Clearly, people learn to cope with this complexity, otherwise nobody would ever get anything done. Coping strategies abound, such as learning the hardware (keyboard and mouse) and software (menus and toolbars) so well that they become subconscious parts of how we work, and no longer need to be numbered among the seven items we can juggle simultaneously. Again, the important point is not the number seven, nor is it the things we can't control (such as distractions): it's the fact that even seemingly simple situations are far more complex than they appear at first glance.

Understanding that this complexity exists gives us tools to solve it, starting with creating lists such as the two I've presented in this article. By understanding the size of the list that must be held in working memory, we can seek ways to minimize the burden. For example:

Use the same mental model: To facilitate locating part of an interface, provide a screenshot with that part highlighted. This lets readers move a visual image of what they're seeking into working memory; when they turn to the software, they don't have to translate a verbal description into a visual target, thereby freeing up the memory space that would hold that translation. The more visual the thing they're seeking, the more important it is to provide a visual image. For example, icons should always be presented as graphics, not described.
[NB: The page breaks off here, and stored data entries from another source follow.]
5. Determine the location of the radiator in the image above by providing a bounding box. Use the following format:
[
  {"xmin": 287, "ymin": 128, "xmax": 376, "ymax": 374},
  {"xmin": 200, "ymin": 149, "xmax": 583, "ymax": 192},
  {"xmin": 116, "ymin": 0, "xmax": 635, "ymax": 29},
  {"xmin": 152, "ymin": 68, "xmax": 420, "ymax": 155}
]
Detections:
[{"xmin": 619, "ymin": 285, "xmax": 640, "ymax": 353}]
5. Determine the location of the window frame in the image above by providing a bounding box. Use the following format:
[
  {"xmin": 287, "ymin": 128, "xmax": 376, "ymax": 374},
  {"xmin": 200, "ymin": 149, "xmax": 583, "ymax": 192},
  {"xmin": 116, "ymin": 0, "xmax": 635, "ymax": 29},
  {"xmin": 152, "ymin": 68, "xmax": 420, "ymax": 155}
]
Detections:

Juxtapose related things: When readers must look back and forth between software and documentation, working memory is consumed by the positions of the current step in the documentation and the location of the interface parts used to accomplish that step. (This is why you'll often see people hold a finger on the page while trying to operate the software with their free hand.) Making it easier to glance back and forth would free up some working memory. For example, adding affordances in the interface, such as clear button names or tooltips, reduces the number of times readers must return to the documentation for basic information on how to use the interface. Providing documentation as context-sensitive online help eliminates the need to navigate through the help just to find the correct topic; moving the help window beside the software makes it even easier to consult the documentation without becoming disoriented. If we use embedded help, for example by organizing the interface from left to right and top to bottom in the same order as the procedure's steps, we further reduce the need to consult the documentation (here, to learn the sequence).
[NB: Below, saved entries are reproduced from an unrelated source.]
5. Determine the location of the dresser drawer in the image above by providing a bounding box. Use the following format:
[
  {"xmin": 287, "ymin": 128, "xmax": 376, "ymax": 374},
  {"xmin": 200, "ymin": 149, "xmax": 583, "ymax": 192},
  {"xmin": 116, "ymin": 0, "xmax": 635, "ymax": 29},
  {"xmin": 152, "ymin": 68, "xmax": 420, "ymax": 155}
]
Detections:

Reorganize the interface: Understanding how people progress through the steps in a procedure gives us knowledge a product's designers often lack. Programmers and engineers most often focus on details of implementing features, not on integrating them within a workflow. Moreover, most either never use the products they produce or never ask anyone outside the design team to use the products, so they don't understand why an interface is unusable. By providing them with that knowledge, we help them stitch the feature list together into something that supports the product's users. This may involve simple things, such as eliminating irrelevant or rarely used options from a dialog box (place them behind an Options button instead) or grouping related tasks into a single tab of a dialog box. It can also involve more complex things, such as reconsidering the overall workflow.

Simplify!

This article can be boiled down into a single rule: Before you begin writing or designing, think about how your audience will use what you create. In the context of working memory, this means we should count the number of things users must keep in their head while they work, then look for ways to minimize that number. We won't always have the luxury of redesigning a product to reduce the burden on its users, but we can at least lighten that burden. For example, instead of using a single step to tell readers to find a menu, open it, select an option, select a tab in a dialog box, navigate to a heading in that tab, then select three options, we can break this into at least two separate steps: first, opening the dialog box and selecting the correct tab; second, finding the relevant options and setting them. For any option that requires elaboration (when there are multiple alternatives that must be explained), treat that as an additional step.